The author remains as busy as ever: In addition to recently succeeding Sebastian Barry as award winner for Irish fiction, he is also Chancellor of the University of Liverpool and Mellon Professor of English at Columbia University, New York. He curates an upcoming James Joyce exhibit at New York’s Morgan Library and writes a sequel to Brooklyn that takes place 20 years later. Two of seven episodes have been completed, he says, but he refuses to say more about what his main character, Eilis, is up to. Does she know herself? “Oh, she does, yes,” he said.
This week’s New Yorker magazine features the title poem from his first collection, Vinegar Hill, published by Carcanet Press:
“The hill is above all that / insoluble, unrecognizable, peaceful. It is in shadow, then in light / And often trapped in between.”
His diverse collection of poems ranges from champagne-driven oral sex in Budapest to the disappearance of the moon, the latter inspired by a book he read about Pope Francis.
“Imagine we were told that the moon only had a month left, it’s very difficult to get started in a novel,” he said. “But you can do everything with facts, imagination and imagination in a poem. You can work from a single image and have a lot of freedom. ”
As Russia’s invasion of Ukraine escalates, increasing the likelihood of a third world war, Tóibín finds it “disturbing and frightening” that one person can create chaos again despite all the post-1945 organizations and barriers created to prevent just that.
“It’s yet another example of what will be seen as a great moment in history that no one a few days before was sure would happen,” he said. “That’s the story of The Magician: every time a crisis came to him, Thomas Mann did not see it.”
Russia’s invasion of Ukraine has also prompted a shift in Tóibín’s own thinking.
“I never thought I would feel a loyalty to NATO,” he said. “In Ireland, there has always been a strong anti-NATO sentiment, and suddenly one realizes now that the stronger NATO is, the safer people will be.”
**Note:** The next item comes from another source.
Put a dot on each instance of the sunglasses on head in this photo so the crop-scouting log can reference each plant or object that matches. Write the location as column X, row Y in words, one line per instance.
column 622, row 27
So he’s in favor of Ireland joining the alliance?
“I think the geography of Ireland means it does not bother anyone in any way,” he said. “If we were where Lithuania is, I think we would have a different view of NATO.”
Winning the Rathbones Folio Award contributes to an impressive collection for Tóibín: the Costa Novel Award for Brooklyn, the Impac Award, an Irish Pen Award and the David Cohen Award for Literature in 2021. How does he view literature awards now, especially after his three Booker nominations – and the infamous near-miss for the Master, about another author, Henry James, in 2004?
“I think you can go crazy,” he said. “The best picture for a writer going on about prizes he won or not won is a dog chasing its own tail. I don’t think about that much.”